De ce cheminement professionnel, il part du principe qu’il ne faut jamais laisser un sol à nu.
Toutes les parcelles que Servaas a récupérées étaient dans un état vivant catastrophique : un taux de carbone en dessous de 1%, une compactation très importante et phénomène lié, une érosion massive.
Afin de corriger cela, utilisant l’enherbement massif comme arme première, il a semé, la première année, un mélange de graminées et autres espèces végétales variée, cela sans travail du sol, puis au cours du cycle végétatif de l’année suivante, il a planté ses ceps à la main. Ainsi, il a réussi à arrêter l’érosion et à donner un peu de substance nutritive à ses sols.
Il a aussi investi dans un équipement approprié : rolofaca et semoir pour semis direct, ce qui permet à son humus d’être pleinement actif, et ce qui induit moins de travail, moins d’entassement, moins de consommation de fioul, et, forcément, une meilleure vie du sol.
Pour compenser un éventuel manque d’azote, il sème plus de légumineuses, et si le sol est trop compacté, il sèmera plus de radis. A chaque problème, il y a une réponse végétale ou animale, non phytosanitaire.
Le problème résiduel majeur reste la présence de pesticides chez les voisins, qui à cause des ruissellements trop importants, causent des dégâts énormes à ses vignes. Afin d’empêcher ces ruissellements, il plante des haies hétérogènes tout autour des parcelles de son vignoble. Mais cette technique lui paraît hélas encore insuffisante, malgré l’obtention d’un bon équilibre entre l’agroforesterie et le semis direct sous couvert végétal.
Côté traitement, s’il n’utilise bien évidemment ni herbicides, ni pesticides, il se refuse aussi à l’emploi du cuivre et du soufre, ce que lui permet ses cépages hybrides.
Cette non-intervention se base sur l’idée que si on tue un nuisible, on tue ou chasse aussi le tous les intervenant de la chaine de la vie qui s’en nourrissent, ce qui a pour conséquence, quand le nuisible d’origine refait apparition, que les dégâts sont encore plus importants, vu que ses prédateurs ont disparu.
Si au début, sur ses parcelles, il a eu problèmes de limaces, avec le temps, plus la biodiversité reprenait vigueur, cela s’est résolu tout seul.

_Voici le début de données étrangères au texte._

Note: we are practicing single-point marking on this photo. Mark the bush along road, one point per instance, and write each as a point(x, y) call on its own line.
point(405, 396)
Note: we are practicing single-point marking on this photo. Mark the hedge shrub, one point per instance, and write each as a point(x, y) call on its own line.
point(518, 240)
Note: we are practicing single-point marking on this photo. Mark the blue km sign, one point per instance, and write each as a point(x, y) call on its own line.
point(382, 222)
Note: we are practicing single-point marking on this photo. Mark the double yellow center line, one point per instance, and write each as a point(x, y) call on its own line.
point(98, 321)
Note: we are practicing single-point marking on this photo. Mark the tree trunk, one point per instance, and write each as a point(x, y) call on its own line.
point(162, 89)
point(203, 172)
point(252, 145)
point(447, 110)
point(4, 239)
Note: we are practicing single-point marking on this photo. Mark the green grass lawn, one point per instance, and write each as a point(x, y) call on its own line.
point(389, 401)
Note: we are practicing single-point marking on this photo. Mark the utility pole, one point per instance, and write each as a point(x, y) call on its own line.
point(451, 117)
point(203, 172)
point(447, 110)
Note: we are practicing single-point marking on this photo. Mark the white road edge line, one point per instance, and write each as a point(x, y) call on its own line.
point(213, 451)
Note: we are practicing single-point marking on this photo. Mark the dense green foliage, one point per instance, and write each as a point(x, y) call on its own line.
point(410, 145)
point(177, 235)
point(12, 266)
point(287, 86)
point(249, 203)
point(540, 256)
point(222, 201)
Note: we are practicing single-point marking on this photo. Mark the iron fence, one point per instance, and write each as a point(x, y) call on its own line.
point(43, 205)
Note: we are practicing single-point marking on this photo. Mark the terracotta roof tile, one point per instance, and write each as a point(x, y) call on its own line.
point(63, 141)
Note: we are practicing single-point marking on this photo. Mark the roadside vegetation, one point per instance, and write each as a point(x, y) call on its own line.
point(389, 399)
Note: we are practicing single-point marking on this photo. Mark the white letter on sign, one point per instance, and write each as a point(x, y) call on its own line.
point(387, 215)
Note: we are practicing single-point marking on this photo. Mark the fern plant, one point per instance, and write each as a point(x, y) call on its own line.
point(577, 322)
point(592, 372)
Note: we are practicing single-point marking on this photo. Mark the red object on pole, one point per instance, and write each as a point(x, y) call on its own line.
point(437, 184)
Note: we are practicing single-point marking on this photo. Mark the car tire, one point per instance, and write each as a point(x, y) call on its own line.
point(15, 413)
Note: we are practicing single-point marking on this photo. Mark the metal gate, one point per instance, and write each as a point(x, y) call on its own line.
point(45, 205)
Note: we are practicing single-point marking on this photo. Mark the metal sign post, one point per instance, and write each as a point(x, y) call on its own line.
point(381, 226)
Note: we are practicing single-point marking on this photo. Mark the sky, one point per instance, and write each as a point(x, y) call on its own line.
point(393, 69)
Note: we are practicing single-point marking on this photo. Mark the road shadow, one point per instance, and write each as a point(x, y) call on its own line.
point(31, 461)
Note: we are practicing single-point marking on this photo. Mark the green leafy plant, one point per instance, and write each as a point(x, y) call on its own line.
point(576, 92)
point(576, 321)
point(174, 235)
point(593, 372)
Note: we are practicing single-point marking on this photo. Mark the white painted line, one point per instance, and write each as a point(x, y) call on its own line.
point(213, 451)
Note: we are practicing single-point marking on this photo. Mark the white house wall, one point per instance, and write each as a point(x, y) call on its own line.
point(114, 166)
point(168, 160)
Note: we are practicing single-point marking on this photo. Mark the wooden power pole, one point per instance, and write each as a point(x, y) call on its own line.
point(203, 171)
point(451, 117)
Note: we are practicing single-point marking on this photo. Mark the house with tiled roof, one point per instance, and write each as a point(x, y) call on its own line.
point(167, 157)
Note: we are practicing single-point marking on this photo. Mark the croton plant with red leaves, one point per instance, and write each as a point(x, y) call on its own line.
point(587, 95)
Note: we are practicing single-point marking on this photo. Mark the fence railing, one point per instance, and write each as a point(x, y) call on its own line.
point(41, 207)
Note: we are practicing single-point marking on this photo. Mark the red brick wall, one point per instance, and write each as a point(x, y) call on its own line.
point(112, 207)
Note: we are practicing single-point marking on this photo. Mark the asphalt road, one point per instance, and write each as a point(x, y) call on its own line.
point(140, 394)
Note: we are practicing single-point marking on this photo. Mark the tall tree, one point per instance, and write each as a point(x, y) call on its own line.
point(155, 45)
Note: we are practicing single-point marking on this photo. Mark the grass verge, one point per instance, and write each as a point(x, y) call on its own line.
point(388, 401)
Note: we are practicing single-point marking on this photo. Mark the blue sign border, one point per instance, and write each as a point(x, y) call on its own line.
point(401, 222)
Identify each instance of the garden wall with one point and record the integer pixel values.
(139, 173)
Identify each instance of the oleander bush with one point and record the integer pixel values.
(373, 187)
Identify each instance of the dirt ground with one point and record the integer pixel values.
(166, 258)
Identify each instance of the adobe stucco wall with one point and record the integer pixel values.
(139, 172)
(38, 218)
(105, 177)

Voilà typiquement un problème lié à l’agriculture intensive parce que une grande partie des prédateurs des limaces sont des insectes, des champignons et des bactéries qui sont le plus souvent tous tués par les produits phytosanitaires.
Au niveau de ses parcelles, Servaas travaille en complantation, ç’est-à-dire, avec tous les cépages qui cohabitent de façon mélangée et sont vendangés ensemble. En diminuant ainsi l’impact variétal du cépage, cela permet au vigneron de mieux isoler le terroir dans ses vins.
Il n’y a donc jamais deux rangées du même cépage, ce qui a aussi le mérite de diminuer les risques inhérents à des parcelles en monocépage, là où les nuisibles s’adaptent plus facilement.
Les vendanges se font manuellement, afin de bien contrôler toutes les grappes et d’ainsi ne prendre que celles qui sont strictement saines et à maturité.
Les raisins sont ensuite égrappés manuellement (pour permettre une légère macération carbonique) puis laissés à macérer et fermenter ensemble, baies blanches comme rouges, cela toujours sans chaptalisation.
Aucun additif n’est ajouté pendant le processus de vinification, raison pour laquelle il est absolument nécessaire, via les vendanges manuelles et les sols vivants, de travailler avec la meilleure qualité de raisin possible. Le pigeage se fait très doucement, pour ne pas avoir trop d’extraction.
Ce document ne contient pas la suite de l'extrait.